9th Deputy Chief Minister of Andhra Pradesh
- In office 11 April 2022 – 11 June 2024 Serving with Amzath Basha Shaik Bepari Kottu Satyanarayana K. Narayana Swamy Rajanna Dora Peedika
- Governor: Biswabhusan Harichandan; S. Abdul Nazeer;
- Chief Minister: Y. S. Jagan Mohan Reddy
- Preceded by: List Alla Nani ; K. Narayana Swamy ; Pilli Subhash Chandra Bose ; Pamula Pushpa Sreevani ; Dharmana Krishna Das ;
- Succeeded by: Pawan Kalyan
- In office 11 April 2022 – 11 June 2024
- Ministry and Departments: Panchayat Raj and Rural Development
- Preceded by: Peddireddy Ramachandra Reddy
- Succeeded by: Pawan Kalyan

Member of Legislative Assembly, Andhra Pradesh
- In office 2014–2024
- Preceded by: Gavireddi Rama Naidu
- Succeeded by: Bandaru Satyanarayana Murthy
- Constituency: Madugula

Personal details
- Political party: YSR Congress Party

= Budi Mutyala Naidu =

Indian politician

Budi Mutyala Naidu (born 1964) is an Indian politician from Andhra Pradesh. He won the 2014 Andhra Pradesh Legislative Assembly election from Madugula constituency in Visakhapatnam district on the YSR Congress Party ticket. He held the post of deputy chief minister. He lost the Anakapalli MP seat as a YSR Congress Party candidate in the 2024 Indian general election in Andhra Pradesh.

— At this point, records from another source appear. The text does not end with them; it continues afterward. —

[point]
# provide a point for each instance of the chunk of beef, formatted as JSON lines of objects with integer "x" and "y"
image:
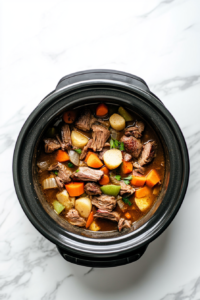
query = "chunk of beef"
{"x": 123, "y": 223}
{"x": 126, "y": 156}
{"x": 113, "y": 216}
{"x": 126, "y": 189}
{"x": 51, "y": 145}
{"x": 85, "y": 149}
{"x": 136, "y": 130}
{"x": 148, "y": 153}
{"x": 92, "y": 188}
{"x": 87, "y": 174}
{"x": 74, "y": 218}
{"x": 63, "y": 174}
{"x": 132, "y": 145}
{"x": 104, "y": 202}
{"x": 83, "y": 122}
{"x": 99, "y": 137}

== Early life and education ==
Naidu was born in Taruva village, Anakapalli. His late father Venku Naidu and his wife Ramanamma were farmers. He is from Velama community. He studied intermediate (plus two) at G. J. College, Devarapalli.

== Career ==
Naidu started his political career in 1984 and soon became the president of the Youth Congress, a wing of the Indian National Congress. Later, he became Gram Sarpanch of Taruva village and ZPTC chairman of Devarapalli. After the Indian National Congress he shifted to the YSR Congress Party and became an MLA in 2014, winning the Madugula seat. He won the 2014 Andhra Pradesh Legislative Assembly Election defeating Gavireddi Ramanaidu of the Telugu Desam Party by a margin of 4,761 votes. He was re-elected from Madugula as YSRCP candidate in 2019 Andhra Pradesh Legislative Assembly Election defeating Gavireddi Ramanaidu of the TDP by a margin of 16,392 votes. He later became the Government Whip and one of the deputy chief ministers. In April 2022, he was nominated as the state Panchayat Raj minister and was also made one of the deputy chief ministers. In the 2024 Indian general election in Andhra Pradesh he lost to C. M. Ramesh of the BJP by a margin of 2,96,530 votes.